In this setting, the algorithm will, on each time step, select a single hypothesis \(h \in \mathcal{H}\), see a single \(x\) value, output a value \(y = h(x)\), and then see the true \(y\). It will receive loss \(l(h(x), y)\). Note that nature may choose any process to determine the true \(y\) value, including an adversarial process!
It turns out that for some hypothesis classes, it is possible to get reasonable bounds on the total loss (e.g. we get no more than \(k \sqrt{T}\) errors in \(T\) timesteps). That means that over time, we will not get much more loss than we would get if we picked out the single best hypothesis and selected it on each iteration.
This gets us further, but it still has problems. Specifically, although we can bound the number of errors the online learning algorithm makes (compared to the optimal hypothesis), we don’t know when these errors will occur. It could be that one error happens in a pivotal decision. This is to be expected: if no examples similar to the pivotal decision have been seen, then we cannot expect online learning to give us the right answer.
To remedy this problem, we might want to specifically find \(x\) values where different hypotheses disagree, and get training data for these. This is called active learning. The algorithm proceeds as follows. We have the current hypothesis set, \(\mathcal{H}\). In the ideal case, we can find some \(x\) value that evenly splits \(\mathcal{H}\) in the sense that \(h(x) = 0\) for about half of hypotheses, and \(h(x) = 1\) for the other half. Then we ask the user for the true value of \(h(x)\) and thereby cut \(\mathcal{H}\) half. If we can somewhat evenly split \(\mathcal{H}\) on each iteration, we will need to ask only \(O(\log \mathcal{H})\) questions. This is not too different when users’ answers are noisy; we will still be able to learn the correct distribution over user answers without too many more questions.
There are problems when there is no \(x\) value that splits \(\mathcal{H}\) in half. This could occur when, for example, we have some base hypothesis \(h\) in our current set, but we also have hypotheses of the form
\[h_{x'}(x) = 1  h(x)\text{ if } x = x'\]

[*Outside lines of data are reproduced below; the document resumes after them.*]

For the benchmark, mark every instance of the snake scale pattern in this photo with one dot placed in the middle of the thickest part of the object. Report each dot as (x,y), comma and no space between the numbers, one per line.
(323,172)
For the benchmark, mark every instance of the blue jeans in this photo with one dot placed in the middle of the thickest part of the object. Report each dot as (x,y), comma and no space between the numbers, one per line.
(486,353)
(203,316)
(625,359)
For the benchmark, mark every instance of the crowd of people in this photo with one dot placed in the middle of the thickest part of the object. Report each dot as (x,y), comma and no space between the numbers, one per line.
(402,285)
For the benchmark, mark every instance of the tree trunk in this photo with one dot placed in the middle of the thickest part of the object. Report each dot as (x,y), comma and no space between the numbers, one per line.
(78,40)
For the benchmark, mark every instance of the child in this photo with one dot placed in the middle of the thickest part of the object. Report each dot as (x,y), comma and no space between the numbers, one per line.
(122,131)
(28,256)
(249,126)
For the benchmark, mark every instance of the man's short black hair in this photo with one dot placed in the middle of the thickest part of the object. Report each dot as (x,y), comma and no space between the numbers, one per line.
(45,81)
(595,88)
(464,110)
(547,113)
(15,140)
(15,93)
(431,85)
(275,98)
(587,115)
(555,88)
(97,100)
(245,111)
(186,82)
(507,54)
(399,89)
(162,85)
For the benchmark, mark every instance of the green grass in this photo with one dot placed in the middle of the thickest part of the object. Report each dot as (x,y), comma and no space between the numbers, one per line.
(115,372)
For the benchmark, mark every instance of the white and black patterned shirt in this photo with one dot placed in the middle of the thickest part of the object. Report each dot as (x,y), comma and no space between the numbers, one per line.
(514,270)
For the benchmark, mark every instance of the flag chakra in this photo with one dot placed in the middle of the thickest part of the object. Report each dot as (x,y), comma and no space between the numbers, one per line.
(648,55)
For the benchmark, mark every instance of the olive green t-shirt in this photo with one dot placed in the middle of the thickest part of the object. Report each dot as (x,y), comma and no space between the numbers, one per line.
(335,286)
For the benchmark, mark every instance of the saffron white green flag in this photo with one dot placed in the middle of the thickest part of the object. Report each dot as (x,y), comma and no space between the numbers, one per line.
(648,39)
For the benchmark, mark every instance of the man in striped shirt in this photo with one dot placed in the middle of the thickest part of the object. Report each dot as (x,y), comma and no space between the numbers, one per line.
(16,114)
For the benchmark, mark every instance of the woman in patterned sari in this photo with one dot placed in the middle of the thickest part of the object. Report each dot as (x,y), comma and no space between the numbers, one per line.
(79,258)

\[h_{x'}(x) = h(x) \text{ otherwise }\]
for many different \(x'\) values. Now if \(h\) is actually the correct hypothesis, then there is no \(x\) value that will eliminate more than one incorrect hypothesis. We could get a problem like this if we were using a hypothesis class consisting of programs as in Solomonoff induction.

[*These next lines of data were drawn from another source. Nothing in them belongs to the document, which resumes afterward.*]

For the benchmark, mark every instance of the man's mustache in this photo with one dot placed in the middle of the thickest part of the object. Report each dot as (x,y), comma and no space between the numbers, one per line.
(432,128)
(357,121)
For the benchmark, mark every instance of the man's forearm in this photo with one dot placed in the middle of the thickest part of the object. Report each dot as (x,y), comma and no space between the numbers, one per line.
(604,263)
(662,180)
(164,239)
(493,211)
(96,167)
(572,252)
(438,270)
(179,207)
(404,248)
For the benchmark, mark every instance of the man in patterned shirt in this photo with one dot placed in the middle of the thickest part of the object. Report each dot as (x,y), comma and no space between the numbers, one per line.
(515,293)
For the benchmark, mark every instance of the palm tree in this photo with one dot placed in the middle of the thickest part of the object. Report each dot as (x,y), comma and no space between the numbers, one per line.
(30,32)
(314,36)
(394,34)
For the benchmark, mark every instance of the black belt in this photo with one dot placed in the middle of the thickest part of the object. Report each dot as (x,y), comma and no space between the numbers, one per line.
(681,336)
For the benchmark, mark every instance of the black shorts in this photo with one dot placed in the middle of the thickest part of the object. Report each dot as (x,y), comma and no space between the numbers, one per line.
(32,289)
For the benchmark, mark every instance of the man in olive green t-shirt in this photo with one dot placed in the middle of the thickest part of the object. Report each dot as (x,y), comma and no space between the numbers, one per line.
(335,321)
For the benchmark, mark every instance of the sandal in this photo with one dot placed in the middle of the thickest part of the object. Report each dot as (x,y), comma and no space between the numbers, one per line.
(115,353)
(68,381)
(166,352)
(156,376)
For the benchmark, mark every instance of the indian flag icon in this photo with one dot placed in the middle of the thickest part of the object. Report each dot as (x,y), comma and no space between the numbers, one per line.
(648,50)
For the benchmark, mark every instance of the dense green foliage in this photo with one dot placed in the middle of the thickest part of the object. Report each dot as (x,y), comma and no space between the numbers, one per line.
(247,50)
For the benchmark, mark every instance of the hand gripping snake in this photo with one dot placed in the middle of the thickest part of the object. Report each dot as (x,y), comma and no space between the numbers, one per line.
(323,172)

This is a serious problem. There may be solutions to it (for example, perhaps we think \(h\) is the correct one because it has a low description length), but I don’t actually know if any of these work.
To summarize:
 uniform convergence relies on the assumption that the test set comes from the same (or a very similar) distribution as the training set
 online learning does not use this assumption, but can still make errors on pivotal decisions
 active learning has the potential to actually learn the right concept without making any mistakes in the process, but has serious difficulties with finding questions that split the hypothesis space correctly. More work to solve this problem is warranted.

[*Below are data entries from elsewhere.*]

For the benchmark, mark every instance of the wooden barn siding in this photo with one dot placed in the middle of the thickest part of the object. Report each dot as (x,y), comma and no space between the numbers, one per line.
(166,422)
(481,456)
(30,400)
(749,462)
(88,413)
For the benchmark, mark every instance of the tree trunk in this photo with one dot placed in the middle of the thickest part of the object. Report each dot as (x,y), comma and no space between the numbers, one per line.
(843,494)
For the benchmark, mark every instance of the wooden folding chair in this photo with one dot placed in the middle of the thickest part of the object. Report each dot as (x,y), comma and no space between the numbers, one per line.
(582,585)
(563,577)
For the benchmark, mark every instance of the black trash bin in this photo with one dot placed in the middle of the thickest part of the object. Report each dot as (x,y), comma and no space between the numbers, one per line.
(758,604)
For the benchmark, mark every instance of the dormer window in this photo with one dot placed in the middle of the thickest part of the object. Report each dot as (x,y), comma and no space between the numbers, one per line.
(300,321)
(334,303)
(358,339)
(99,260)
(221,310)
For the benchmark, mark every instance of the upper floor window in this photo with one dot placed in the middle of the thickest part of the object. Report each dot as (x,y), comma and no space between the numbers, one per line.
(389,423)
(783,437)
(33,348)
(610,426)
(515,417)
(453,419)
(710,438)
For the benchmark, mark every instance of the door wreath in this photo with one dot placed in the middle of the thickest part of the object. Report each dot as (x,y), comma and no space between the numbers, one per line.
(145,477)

This entire framework assumes that the concept can be represented as a function from some data \(x\) to a boolean. But what data \(x\) should be used? For learning moral concepts, we may use textual descriptions, such as descriptions of moral decisions. But even if we could make accurate moral judgments for textual descriptions, it is not clear how to use this to create an autonomous moral AI. It would have to convert its understanding of the world to a textual description before judging it, but its internal model might be completely incomprehensible to humans, and it is not clear how to produce a textual summary of it. Therefore, there are still ontology identification issues with using a framework like this, although it can be used to learn concepts within an existing ontology.